Does anyone know which is correct :?: :?: Have I missed something :?: :?: or is the MMM article, (as I suspect) wrong :?: :?:


----------



## Blizzard (Sep 21, 2009)

Hi Naunty, 

Since we started MHing, we've always gone off the 110, 100 & 80 figures without any problems.

We initially picked those figures up from the CC.

I'm sure someone will be along soon with a definitive answer,



Ken.


----------



## dennisandandrea (May 1, 2005)

We are in Southern Spain, the speed limits on roads have been lowered form 120km to 110km on motorways. In towns down to 30km, in local paper this because of the fuel costs. 
Could this be why there have down in France. 

Dennis


----------



## naunty (Aug 19, 2010)

I can understand the argument relating to the current fuel prices, but its just that I've never seen anything to legally support this. It's certainly an important issue, as the reductions mentioned in MMM, are fairly significant, but I still feel there is a very strong possibility that the author has got it wrong.


----------



## naunty (Aug 19, 2010)

I think I may have just answered my own question, in which case, the Caravan Club advice may well be wrong.

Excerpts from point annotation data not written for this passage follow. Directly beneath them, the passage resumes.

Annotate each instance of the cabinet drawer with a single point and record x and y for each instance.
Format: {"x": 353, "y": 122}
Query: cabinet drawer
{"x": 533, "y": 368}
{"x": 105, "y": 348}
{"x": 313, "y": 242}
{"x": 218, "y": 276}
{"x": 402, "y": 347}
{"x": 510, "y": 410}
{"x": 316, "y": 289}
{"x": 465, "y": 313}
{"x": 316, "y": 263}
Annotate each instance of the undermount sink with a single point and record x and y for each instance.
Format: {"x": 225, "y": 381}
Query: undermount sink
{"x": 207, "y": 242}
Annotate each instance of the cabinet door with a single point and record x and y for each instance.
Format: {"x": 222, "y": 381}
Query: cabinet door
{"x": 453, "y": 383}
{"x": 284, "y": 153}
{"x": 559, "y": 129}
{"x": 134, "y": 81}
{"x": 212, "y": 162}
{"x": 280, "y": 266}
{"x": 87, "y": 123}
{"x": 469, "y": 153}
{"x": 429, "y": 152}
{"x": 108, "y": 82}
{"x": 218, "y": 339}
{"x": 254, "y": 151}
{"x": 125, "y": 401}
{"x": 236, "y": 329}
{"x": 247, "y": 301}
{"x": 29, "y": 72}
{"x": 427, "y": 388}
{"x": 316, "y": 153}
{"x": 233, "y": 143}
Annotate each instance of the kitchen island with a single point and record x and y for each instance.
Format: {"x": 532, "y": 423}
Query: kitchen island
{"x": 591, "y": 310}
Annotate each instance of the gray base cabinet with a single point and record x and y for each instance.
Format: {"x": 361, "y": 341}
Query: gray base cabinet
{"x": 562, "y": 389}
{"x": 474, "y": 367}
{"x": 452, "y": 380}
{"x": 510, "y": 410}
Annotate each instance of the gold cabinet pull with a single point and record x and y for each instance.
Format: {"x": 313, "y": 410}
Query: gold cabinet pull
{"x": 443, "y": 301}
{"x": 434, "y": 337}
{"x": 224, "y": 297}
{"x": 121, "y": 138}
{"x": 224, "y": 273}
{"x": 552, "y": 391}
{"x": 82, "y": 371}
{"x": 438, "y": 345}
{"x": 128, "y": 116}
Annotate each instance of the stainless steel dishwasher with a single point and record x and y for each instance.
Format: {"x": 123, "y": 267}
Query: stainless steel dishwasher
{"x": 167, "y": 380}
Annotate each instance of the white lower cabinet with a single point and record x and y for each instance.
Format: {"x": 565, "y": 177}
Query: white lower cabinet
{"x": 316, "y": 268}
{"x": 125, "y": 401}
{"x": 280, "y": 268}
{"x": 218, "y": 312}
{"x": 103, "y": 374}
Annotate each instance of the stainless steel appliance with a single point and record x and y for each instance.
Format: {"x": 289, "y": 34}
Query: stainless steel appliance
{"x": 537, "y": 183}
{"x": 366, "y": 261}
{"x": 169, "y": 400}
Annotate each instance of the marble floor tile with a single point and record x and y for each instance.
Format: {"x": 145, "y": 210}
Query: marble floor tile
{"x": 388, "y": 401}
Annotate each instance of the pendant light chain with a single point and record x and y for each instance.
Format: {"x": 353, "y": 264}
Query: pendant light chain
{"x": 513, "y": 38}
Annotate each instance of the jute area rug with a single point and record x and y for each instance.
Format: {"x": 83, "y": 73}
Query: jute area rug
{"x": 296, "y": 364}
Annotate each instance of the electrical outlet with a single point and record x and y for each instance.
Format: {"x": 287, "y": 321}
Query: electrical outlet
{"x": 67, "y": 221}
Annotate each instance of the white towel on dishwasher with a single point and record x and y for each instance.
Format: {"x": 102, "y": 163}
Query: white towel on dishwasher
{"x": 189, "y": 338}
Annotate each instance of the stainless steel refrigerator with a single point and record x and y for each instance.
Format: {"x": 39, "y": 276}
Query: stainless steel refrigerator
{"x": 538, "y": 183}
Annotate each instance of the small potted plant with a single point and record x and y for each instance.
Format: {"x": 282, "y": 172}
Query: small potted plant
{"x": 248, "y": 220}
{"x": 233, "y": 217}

I've been digging a bit deeper and found further threads on the MMM forum from the original author of this speed limit problem - Brian Kirby who seems to have done some serious research into this. When questioned by similarly sceptical motorhomers, he has quoted the following:



> _ The limits were published in the French motorhome magazine Le Monde du Camping-Car, edition 228 S, February 2011. They quote from Décret 2009-754, of July 2008. I checked this at legifrance.gouv.fr: the relevant item can be found here: http://tinyurl.com/46dhe6k_





> _He further states; I believe what I posted is a) the latest and b) is correct, subject to my understanding of the French. Note that "poids total autorisé en charge" or PTAC means MAM, and "poids total roulant autorisé" or PTRA means gross train weight (GTW). Also note that actual laden weights do not count, it is the plated weights that are taken into account. Further note that "véhicules de transport en commun" means goods vehicles, which does not include motorhomes._


For those who don't have or haven't yet received April's MMM, the following is a copy of the original article:



> _For those of you who may have forgotten, or even didn't know, if your vehicle is over 3.5 tonnes (3,500kg) MAM, or if the combined MAMs of your vehicle and any trailer (so virtually all motorhomes towing anything!) exceed 3.5 tonnes, different speed limits apply in France.
> 
> Specifically:
> 
> ...


----------